Former public housing project located in Detroit, Michigan, United States

Herman Gardens was a public housing project located on the westside of Detroit, Michigan.

==History==
Built in 1943, Herman Gardens, known locally as "the Gardens", had 2,144 units primarily within two-story multi-family buildings. The 129-unit Gardenview Senior building was on the Herman Gardens site.

The Gardens was located on the west side of Detroit at the southeast corner of the Joy Road and Southfield Freeway intersection close to what was then termed "some of the most affluent neighborhoods in the City of Detroit." The Gardens were home to some notable individuals. Automobile giant John DeLorean, TV Judge Greg Mathis, talk show host and author Peter Werbe, and classic Motown group The Spinners all called Herman Gardens home.

After problems had occurred in the buildings from the illegal drug trade in the early 1980s, the Detroit Housing Commission (DHC) applied for HOPE VI funds under the 1996 Notice of Funding Availability (NOFA), it intended to reduce the number of public housing units from 1,573 to 672. By August 1996, HUD had approved the demolition of 685 units using other (non-HOPE VI) funds, and the HOPE VI application proposed demolishing another 538 units. The application proposed renovating 274 of those existing units and building 222 new houses, along with 92 single-family houses and 84 duplexes, for a total of 672 units at the revitalized site.

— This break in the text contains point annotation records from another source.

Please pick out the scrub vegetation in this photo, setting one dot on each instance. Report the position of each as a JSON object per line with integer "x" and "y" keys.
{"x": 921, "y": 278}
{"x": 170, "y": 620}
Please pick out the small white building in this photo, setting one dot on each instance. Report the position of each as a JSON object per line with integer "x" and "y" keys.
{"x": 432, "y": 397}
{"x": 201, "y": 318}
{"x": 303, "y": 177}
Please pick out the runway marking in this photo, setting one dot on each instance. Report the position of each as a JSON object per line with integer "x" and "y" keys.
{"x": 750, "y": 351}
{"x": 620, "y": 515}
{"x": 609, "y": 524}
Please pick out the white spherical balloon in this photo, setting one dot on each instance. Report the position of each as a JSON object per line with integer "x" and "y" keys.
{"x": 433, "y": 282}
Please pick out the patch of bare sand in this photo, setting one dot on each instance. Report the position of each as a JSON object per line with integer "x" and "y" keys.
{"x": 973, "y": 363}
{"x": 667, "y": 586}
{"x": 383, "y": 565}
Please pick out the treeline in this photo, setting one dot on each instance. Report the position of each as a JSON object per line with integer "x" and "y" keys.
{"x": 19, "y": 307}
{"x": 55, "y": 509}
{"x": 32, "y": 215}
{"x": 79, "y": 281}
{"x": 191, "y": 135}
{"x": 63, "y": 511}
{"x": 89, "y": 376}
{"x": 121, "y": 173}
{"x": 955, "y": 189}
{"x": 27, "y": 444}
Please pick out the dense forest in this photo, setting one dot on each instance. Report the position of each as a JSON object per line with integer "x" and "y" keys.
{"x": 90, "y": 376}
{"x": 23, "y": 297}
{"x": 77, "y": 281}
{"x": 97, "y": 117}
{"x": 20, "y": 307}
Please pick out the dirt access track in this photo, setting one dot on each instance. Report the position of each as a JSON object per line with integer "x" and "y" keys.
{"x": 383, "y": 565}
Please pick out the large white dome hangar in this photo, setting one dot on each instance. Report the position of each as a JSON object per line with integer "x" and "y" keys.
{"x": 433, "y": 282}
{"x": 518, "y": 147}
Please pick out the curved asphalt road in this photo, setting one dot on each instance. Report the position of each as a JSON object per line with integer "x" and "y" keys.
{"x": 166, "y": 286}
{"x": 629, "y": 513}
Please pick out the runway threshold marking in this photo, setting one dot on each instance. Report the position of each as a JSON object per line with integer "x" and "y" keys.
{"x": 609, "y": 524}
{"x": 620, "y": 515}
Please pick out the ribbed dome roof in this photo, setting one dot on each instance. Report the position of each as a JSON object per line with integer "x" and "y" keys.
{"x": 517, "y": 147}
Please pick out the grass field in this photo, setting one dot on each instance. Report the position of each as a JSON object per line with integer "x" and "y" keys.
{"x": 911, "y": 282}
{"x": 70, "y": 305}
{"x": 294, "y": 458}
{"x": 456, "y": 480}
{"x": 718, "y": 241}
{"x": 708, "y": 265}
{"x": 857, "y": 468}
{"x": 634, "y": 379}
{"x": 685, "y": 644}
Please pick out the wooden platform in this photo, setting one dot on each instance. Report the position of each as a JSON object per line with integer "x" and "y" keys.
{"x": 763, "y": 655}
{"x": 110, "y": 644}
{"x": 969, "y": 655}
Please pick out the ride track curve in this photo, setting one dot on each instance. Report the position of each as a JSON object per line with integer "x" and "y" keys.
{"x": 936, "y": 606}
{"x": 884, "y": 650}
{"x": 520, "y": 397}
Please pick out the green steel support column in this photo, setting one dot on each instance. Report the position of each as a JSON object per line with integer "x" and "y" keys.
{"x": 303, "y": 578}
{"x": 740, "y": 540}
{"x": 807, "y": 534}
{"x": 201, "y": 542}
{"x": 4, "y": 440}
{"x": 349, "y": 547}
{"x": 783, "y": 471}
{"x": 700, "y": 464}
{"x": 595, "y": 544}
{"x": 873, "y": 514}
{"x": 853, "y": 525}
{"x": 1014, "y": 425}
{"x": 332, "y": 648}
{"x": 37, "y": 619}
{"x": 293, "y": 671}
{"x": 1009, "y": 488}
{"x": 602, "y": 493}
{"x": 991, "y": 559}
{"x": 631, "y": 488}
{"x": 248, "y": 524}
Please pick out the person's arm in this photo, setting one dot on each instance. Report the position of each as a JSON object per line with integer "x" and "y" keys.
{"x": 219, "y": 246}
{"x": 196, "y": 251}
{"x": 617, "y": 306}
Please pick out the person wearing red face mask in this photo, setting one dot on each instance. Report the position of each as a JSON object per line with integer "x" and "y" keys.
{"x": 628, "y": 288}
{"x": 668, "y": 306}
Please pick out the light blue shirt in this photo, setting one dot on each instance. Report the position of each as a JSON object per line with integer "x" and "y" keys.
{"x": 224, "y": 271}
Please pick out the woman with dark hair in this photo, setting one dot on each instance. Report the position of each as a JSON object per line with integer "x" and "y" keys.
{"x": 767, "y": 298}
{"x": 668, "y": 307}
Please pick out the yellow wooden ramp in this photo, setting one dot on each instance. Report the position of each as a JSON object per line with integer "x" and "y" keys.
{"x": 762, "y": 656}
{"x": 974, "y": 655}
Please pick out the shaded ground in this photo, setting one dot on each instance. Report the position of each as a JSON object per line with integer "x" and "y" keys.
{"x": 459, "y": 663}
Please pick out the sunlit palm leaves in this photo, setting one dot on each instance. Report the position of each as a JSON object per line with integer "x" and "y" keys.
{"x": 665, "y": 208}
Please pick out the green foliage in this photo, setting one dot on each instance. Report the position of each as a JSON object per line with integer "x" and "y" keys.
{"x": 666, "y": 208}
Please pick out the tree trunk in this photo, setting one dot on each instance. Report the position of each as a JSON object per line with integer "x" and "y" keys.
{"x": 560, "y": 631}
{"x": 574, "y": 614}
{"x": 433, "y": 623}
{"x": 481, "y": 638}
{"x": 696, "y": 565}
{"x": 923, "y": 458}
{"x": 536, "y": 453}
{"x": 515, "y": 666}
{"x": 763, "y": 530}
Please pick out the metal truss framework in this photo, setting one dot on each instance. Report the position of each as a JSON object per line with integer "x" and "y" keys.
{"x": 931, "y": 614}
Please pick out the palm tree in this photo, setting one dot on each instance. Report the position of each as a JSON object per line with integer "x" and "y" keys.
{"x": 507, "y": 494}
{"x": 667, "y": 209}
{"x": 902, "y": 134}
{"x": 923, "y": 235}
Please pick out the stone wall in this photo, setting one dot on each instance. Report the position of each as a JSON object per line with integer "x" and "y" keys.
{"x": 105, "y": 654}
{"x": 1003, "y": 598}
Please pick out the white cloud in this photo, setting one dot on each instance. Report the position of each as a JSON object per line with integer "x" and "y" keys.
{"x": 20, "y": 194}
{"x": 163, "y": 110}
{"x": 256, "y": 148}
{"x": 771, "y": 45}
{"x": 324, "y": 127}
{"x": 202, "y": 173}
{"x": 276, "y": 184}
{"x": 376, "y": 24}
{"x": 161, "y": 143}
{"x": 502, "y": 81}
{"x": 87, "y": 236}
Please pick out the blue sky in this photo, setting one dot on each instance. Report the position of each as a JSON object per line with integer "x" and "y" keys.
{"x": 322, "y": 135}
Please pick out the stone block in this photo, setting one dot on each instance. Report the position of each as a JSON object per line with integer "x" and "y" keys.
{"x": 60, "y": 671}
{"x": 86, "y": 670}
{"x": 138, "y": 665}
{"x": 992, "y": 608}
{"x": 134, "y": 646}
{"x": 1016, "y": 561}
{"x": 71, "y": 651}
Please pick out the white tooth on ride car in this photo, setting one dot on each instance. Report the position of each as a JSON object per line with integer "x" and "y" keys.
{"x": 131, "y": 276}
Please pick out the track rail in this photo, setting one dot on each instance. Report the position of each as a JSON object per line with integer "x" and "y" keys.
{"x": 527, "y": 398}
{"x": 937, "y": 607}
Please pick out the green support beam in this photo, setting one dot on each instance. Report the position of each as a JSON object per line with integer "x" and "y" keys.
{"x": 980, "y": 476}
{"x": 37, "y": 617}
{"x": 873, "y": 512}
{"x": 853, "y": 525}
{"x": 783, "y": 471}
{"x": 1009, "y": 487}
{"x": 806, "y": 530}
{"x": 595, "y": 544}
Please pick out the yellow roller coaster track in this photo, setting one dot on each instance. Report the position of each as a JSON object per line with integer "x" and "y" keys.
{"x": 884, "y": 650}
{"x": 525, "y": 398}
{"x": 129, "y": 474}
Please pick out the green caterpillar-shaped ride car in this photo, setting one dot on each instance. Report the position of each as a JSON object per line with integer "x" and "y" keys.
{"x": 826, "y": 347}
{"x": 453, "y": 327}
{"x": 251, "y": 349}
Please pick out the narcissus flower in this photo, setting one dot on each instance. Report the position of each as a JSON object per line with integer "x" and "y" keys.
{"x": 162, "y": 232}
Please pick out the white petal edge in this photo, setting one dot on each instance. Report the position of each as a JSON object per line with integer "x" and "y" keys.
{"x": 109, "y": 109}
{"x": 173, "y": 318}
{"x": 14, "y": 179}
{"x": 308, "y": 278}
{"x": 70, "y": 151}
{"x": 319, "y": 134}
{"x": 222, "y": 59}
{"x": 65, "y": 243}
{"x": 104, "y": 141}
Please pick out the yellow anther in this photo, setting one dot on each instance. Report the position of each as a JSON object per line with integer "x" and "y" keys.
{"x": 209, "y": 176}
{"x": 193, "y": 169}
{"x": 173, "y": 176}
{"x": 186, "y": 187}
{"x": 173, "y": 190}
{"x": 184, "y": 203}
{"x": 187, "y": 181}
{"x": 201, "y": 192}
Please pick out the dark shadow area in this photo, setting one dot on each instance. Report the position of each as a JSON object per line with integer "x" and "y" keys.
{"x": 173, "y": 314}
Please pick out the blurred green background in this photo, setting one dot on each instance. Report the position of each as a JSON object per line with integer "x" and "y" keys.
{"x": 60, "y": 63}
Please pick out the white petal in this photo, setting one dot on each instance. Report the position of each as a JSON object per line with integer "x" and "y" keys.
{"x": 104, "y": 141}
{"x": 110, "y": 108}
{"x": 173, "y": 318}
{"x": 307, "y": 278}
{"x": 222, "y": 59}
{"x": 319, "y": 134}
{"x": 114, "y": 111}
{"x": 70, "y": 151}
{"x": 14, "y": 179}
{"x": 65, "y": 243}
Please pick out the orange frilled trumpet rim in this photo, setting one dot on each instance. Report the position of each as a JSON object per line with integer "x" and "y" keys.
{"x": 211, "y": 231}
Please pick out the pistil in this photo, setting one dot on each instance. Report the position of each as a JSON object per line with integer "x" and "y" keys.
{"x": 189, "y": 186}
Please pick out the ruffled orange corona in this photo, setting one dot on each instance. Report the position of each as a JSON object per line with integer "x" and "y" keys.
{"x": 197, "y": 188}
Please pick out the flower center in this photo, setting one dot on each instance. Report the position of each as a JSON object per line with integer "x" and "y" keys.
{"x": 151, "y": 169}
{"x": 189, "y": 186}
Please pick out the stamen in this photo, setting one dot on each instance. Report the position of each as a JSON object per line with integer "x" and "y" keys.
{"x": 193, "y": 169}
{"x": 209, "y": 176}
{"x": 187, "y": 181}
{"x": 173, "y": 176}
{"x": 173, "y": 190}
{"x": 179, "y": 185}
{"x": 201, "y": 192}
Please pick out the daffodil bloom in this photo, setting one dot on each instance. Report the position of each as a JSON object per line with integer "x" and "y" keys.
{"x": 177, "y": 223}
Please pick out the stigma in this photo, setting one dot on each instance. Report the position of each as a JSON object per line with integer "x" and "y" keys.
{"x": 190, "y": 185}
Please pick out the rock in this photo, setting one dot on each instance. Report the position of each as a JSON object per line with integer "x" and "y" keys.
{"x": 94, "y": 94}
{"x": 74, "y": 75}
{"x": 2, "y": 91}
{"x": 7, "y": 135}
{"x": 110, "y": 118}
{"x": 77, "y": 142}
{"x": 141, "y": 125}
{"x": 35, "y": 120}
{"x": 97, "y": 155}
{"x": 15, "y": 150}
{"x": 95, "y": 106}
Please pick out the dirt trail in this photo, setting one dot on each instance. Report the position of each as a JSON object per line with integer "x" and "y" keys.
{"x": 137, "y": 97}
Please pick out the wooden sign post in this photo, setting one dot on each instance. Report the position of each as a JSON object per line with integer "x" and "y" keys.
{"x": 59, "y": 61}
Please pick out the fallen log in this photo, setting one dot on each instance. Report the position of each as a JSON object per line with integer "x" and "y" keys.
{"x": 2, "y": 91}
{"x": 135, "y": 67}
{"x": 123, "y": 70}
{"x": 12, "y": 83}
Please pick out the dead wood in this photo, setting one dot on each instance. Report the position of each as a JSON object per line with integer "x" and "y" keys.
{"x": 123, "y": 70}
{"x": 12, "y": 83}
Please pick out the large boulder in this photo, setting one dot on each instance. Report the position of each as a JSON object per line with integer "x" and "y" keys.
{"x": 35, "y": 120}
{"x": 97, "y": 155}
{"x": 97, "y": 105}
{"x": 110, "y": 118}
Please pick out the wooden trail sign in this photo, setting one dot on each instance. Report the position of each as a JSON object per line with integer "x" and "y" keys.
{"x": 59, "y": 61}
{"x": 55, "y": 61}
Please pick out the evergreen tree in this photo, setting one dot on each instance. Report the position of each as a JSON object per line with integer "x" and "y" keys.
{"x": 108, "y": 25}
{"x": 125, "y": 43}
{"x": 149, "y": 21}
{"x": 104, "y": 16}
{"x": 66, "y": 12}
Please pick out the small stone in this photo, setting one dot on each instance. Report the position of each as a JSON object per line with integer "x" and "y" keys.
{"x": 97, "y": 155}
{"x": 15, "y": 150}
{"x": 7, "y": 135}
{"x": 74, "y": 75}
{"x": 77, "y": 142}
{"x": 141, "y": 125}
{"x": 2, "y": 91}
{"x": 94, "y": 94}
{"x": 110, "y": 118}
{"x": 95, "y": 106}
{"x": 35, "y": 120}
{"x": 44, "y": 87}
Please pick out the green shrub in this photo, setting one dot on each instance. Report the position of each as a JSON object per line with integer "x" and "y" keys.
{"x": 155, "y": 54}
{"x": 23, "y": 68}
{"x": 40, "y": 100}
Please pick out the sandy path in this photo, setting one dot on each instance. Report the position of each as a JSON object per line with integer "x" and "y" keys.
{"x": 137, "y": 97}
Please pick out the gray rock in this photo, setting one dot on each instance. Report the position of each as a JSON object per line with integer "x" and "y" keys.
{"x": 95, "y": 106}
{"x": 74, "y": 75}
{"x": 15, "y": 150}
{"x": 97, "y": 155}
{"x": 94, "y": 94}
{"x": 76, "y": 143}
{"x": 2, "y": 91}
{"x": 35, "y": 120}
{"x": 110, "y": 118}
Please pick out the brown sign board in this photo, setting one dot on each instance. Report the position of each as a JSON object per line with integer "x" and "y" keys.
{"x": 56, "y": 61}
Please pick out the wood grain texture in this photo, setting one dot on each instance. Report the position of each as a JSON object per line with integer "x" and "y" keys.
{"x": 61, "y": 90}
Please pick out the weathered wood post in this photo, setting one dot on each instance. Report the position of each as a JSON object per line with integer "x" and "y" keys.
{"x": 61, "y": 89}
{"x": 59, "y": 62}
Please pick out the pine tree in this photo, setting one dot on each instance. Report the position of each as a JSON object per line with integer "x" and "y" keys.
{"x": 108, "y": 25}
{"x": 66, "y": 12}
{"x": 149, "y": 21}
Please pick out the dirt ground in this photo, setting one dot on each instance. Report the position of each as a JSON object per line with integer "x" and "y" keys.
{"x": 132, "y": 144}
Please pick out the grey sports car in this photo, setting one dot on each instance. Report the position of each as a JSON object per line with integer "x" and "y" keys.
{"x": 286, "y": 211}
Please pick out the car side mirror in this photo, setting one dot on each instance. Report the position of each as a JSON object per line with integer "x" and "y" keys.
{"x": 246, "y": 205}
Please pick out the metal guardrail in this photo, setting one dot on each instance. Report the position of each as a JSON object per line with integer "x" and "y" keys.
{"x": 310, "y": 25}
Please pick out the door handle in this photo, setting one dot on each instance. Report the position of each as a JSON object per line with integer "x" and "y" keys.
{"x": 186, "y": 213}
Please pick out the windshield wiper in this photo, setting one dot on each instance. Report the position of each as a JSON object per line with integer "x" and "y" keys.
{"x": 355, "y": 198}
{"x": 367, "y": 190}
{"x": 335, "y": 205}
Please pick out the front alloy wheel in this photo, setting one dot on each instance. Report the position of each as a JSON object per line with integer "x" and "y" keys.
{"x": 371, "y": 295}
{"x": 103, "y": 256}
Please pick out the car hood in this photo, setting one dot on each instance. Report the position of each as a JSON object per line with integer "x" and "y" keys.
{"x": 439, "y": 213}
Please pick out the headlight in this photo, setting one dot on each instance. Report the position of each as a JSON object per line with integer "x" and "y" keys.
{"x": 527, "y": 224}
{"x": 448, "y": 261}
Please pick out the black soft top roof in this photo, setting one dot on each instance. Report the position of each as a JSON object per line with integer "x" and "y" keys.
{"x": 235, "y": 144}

The cover letter for the 1996 application declared, "The Plan presented in this application does far more than demolish and rehabilitate old apartments, it rebuilds lives on a foundation of entrepreneurship, jobs, and training."

===Gardenview Estates===
After over a decade of planning, the first phase of the 607-unit, mixed-income development named Gardenview Estates was opened on the former site of Herman Gardens on September 2, 2009. 541 units were built as multi-family rentals, of which 278 of those are reserved for low-income residents. The remaining 66 units were built as single-family homes on 45 and 65-foot lots. Also included in the redevelopment of the site was the construction of the Detroit/NFL Boys and Girls Club Youth Education Town, an educational and recreation center for children, which was opened in May 2007.